Lord Justice of Appeal
- In office 9 July 2010 – 10 January 2017
- Monarch: Queen Elizabeth II

Personal details
- Born: 29 March 1952 (age 74) Wolverhampton, West Midlands

= Stephen Tomlinson =

English barrister

Sir Stephen Miles Tomlinson (born 29 March 1952) is an English barrister and former Lord Justice of Appeal.

==Career==
Tomlinson born 29 March 1952 to Enoch Tomlinson and Mary Tomlinson (née Miles). He was educated at the King's School, Worcester and Worcester College, Oxford. He was called to the Bar in 1974 (Inner Temple). From 1974 to 1976, he was a lecturer in law at Worcester College.

Tomlinson became a Queen's Counsel in 1988. Throughout his career as a barrister, he practised at 7 King's Bench Walk. He was head of chambers from 1995 to 2000.
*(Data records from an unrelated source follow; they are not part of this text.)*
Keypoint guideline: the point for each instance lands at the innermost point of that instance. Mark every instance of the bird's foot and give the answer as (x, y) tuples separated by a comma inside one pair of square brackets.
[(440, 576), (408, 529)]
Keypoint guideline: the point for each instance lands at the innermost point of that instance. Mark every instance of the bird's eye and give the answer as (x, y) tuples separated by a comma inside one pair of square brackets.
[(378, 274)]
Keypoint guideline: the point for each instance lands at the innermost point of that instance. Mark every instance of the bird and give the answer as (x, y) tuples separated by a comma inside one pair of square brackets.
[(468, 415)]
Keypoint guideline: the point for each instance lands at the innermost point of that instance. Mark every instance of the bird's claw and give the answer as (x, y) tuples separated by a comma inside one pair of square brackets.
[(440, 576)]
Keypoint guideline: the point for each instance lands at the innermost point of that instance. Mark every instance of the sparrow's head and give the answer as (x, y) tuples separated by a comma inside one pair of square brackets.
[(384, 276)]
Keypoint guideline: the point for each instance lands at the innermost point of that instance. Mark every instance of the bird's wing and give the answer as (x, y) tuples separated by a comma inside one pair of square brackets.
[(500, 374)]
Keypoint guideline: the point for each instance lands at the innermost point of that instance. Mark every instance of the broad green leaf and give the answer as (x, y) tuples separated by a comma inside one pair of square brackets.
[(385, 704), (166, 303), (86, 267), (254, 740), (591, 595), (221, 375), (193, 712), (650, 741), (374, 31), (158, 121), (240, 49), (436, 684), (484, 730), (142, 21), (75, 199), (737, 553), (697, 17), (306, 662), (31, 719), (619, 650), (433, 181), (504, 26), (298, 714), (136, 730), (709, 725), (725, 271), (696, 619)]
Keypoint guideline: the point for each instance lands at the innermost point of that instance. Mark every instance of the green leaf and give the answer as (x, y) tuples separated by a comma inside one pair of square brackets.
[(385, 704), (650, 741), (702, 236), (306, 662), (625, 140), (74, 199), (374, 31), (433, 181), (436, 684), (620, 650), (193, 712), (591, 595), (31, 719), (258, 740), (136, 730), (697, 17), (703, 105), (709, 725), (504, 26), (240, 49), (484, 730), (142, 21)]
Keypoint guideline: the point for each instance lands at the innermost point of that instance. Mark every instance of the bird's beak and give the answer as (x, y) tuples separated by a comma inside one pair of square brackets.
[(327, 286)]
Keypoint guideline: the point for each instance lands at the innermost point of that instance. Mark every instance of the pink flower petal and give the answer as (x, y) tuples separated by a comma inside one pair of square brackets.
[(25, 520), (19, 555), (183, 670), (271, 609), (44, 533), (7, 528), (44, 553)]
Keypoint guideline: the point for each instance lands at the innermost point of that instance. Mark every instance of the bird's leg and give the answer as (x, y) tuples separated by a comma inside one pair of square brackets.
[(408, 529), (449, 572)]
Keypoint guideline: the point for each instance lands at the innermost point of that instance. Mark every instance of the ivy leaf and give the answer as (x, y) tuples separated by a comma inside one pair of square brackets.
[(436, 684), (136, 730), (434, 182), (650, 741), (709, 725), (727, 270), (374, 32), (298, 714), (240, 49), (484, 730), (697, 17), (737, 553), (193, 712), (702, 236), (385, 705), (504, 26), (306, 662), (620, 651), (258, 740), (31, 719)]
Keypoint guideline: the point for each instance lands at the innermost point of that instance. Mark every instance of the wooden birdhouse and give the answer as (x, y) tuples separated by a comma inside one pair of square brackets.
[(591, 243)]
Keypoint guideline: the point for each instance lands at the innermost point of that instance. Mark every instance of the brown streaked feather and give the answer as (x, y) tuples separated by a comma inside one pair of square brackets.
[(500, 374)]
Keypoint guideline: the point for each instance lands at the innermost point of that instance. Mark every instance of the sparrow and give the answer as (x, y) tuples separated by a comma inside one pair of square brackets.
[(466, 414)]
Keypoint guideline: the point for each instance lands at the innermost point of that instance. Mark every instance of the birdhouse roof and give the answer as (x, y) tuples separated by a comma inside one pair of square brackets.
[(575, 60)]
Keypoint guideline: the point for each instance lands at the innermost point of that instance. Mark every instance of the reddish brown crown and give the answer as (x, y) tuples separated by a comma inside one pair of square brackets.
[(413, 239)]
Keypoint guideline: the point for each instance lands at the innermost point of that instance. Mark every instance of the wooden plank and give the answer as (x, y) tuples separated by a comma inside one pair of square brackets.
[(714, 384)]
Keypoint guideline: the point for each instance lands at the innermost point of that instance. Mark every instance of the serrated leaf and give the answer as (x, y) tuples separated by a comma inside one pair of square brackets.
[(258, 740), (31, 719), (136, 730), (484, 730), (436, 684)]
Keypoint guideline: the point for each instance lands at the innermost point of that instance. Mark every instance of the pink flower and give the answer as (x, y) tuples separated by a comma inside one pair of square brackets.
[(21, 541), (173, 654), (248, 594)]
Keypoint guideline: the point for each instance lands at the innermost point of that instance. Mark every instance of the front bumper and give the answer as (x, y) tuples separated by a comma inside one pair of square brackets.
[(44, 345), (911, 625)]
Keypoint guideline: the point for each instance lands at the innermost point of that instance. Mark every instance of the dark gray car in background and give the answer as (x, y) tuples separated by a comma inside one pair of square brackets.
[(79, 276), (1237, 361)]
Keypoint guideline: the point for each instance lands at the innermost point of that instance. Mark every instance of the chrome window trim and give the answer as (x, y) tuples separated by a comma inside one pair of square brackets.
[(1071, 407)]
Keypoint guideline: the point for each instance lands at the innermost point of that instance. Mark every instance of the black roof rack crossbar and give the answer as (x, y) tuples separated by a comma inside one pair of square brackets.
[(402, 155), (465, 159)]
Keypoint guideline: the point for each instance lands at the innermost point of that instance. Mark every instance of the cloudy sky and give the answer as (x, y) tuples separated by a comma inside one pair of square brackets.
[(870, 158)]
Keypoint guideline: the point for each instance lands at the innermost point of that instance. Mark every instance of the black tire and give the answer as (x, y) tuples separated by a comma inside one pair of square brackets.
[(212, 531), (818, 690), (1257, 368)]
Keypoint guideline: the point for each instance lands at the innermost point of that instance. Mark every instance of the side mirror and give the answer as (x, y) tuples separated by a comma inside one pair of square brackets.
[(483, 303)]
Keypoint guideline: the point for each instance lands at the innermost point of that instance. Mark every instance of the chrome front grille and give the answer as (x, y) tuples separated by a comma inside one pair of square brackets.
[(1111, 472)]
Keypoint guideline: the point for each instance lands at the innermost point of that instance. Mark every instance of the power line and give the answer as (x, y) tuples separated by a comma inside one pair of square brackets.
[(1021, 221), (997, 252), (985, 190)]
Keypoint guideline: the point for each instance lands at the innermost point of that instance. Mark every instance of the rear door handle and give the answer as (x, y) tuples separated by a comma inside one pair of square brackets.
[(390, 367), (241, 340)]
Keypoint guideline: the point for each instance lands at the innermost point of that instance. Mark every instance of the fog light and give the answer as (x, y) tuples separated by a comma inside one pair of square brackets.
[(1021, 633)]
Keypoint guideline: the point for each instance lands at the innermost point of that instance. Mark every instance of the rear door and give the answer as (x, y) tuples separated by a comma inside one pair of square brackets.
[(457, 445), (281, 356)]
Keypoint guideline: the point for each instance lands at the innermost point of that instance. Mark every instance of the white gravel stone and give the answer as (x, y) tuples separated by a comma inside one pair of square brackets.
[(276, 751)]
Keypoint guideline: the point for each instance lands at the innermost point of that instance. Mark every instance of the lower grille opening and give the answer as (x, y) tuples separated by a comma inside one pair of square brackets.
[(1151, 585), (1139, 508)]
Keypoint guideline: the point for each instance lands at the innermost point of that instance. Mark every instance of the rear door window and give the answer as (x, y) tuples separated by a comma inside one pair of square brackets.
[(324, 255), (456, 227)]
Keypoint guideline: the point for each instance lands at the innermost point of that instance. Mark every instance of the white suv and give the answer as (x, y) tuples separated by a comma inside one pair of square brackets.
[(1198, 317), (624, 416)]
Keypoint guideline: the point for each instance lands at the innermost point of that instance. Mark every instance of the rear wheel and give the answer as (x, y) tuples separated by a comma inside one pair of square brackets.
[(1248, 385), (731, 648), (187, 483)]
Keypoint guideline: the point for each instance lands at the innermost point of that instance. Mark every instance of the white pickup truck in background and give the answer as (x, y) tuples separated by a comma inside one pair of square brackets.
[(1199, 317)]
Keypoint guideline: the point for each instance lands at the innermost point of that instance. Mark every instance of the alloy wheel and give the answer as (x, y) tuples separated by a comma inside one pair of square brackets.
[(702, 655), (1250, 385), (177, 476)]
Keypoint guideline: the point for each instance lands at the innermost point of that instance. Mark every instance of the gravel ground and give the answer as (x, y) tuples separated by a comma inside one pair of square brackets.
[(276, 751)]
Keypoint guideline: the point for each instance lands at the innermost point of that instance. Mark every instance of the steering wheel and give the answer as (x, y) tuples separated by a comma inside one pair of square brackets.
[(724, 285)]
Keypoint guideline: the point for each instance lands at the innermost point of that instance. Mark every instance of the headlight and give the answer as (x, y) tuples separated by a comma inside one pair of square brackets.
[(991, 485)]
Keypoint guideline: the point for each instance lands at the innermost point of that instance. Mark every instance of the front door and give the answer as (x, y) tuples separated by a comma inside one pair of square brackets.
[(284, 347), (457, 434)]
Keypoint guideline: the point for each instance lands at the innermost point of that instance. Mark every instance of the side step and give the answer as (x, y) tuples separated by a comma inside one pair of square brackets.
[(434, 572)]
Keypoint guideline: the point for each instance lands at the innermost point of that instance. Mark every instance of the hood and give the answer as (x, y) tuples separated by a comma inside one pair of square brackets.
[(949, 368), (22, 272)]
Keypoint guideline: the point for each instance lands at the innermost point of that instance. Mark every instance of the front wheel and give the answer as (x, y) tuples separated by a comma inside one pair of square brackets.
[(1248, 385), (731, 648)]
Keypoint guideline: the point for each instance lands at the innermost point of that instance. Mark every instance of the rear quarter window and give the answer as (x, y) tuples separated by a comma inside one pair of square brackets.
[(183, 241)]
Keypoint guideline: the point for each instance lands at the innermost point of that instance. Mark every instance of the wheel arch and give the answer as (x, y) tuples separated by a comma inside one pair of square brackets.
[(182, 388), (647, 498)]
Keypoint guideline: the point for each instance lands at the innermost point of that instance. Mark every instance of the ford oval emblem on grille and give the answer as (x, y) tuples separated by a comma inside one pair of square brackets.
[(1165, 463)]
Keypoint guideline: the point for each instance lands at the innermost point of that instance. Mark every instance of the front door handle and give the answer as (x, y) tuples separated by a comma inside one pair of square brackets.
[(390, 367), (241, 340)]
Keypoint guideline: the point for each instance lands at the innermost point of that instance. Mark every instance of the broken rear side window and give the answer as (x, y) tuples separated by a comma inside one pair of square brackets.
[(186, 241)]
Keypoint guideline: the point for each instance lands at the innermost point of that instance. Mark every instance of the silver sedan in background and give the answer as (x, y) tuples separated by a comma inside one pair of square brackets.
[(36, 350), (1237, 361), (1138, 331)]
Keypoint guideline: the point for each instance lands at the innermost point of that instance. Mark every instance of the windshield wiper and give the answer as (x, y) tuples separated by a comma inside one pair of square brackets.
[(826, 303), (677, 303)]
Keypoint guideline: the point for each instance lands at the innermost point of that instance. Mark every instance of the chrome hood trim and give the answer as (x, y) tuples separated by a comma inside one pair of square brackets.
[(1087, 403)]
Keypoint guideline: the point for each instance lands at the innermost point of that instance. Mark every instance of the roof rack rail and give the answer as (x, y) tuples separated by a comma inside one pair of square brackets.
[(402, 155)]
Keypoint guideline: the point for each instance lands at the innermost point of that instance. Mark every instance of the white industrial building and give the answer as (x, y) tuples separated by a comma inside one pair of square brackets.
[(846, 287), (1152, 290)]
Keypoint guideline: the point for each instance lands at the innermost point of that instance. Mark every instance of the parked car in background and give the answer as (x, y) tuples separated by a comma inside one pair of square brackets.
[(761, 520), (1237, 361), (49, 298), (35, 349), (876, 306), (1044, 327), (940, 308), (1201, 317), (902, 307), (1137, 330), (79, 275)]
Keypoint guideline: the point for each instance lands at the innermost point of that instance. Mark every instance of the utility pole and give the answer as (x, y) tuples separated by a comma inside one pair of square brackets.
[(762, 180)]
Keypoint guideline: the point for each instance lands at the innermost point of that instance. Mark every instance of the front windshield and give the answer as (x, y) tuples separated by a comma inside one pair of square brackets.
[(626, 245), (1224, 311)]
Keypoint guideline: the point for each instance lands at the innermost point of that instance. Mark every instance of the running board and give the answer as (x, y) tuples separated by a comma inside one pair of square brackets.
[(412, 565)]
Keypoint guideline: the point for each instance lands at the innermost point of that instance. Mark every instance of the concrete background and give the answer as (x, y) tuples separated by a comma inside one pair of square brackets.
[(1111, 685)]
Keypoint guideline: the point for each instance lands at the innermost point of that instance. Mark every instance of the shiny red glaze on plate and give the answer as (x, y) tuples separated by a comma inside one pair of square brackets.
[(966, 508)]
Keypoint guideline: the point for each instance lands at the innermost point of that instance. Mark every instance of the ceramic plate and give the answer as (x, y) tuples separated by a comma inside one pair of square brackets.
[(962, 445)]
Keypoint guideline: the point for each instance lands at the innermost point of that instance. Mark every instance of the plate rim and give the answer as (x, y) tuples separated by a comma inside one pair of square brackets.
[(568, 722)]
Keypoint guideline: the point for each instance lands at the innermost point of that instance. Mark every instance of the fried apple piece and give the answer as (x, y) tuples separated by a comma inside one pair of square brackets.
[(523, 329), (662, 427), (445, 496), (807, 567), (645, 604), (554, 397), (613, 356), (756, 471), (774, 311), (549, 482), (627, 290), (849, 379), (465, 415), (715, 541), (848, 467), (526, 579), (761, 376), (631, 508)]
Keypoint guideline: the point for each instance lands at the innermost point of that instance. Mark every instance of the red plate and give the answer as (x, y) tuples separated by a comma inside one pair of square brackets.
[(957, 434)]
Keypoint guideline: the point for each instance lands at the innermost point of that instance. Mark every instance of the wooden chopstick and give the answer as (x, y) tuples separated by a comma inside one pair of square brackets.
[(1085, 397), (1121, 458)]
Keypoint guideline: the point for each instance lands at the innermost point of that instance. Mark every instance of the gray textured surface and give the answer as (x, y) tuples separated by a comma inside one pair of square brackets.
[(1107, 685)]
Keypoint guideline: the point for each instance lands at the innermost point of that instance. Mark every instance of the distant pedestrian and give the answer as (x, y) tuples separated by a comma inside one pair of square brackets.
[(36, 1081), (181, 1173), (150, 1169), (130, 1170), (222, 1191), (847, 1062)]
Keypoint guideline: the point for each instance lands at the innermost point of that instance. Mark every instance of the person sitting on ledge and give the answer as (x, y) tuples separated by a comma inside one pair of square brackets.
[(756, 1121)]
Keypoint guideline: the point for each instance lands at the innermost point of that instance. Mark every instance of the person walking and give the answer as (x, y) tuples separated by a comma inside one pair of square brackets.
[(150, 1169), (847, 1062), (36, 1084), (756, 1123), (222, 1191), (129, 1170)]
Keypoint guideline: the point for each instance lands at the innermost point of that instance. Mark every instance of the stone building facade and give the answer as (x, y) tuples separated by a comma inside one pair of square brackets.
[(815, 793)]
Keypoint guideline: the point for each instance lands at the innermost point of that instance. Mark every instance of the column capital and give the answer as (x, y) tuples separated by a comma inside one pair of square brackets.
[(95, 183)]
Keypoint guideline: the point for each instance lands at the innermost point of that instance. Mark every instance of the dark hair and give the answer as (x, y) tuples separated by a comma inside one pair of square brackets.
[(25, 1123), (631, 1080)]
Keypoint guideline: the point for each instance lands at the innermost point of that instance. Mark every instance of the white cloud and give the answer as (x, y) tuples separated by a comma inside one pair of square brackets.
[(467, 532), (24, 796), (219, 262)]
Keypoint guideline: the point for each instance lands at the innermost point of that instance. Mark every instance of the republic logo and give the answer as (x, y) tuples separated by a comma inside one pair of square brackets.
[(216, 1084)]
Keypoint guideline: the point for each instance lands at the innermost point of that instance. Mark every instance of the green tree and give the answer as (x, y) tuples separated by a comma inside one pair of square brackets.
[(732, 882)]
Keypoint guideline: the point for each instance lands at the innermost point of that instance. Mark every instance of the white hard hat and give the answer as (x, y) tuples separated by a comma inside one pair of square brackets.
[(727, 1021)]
He was appointed a Recorder in 1995 and a Deputy High Court judge in 1996. In 2000, he was appointed to the High Court of Justice, receiving the customary knighthood, and was assigned to the Queen's Bench Division. On 9 July 2010, Tomlinson became a Lord Justice of Appeal, and received the customary appointment to the Privy Council in 2011. He retired from the bench in 2017 and currently works as an arbitrator.

== Personal life ==
Tomlinson married Joanna Greig and has one son and one daughter.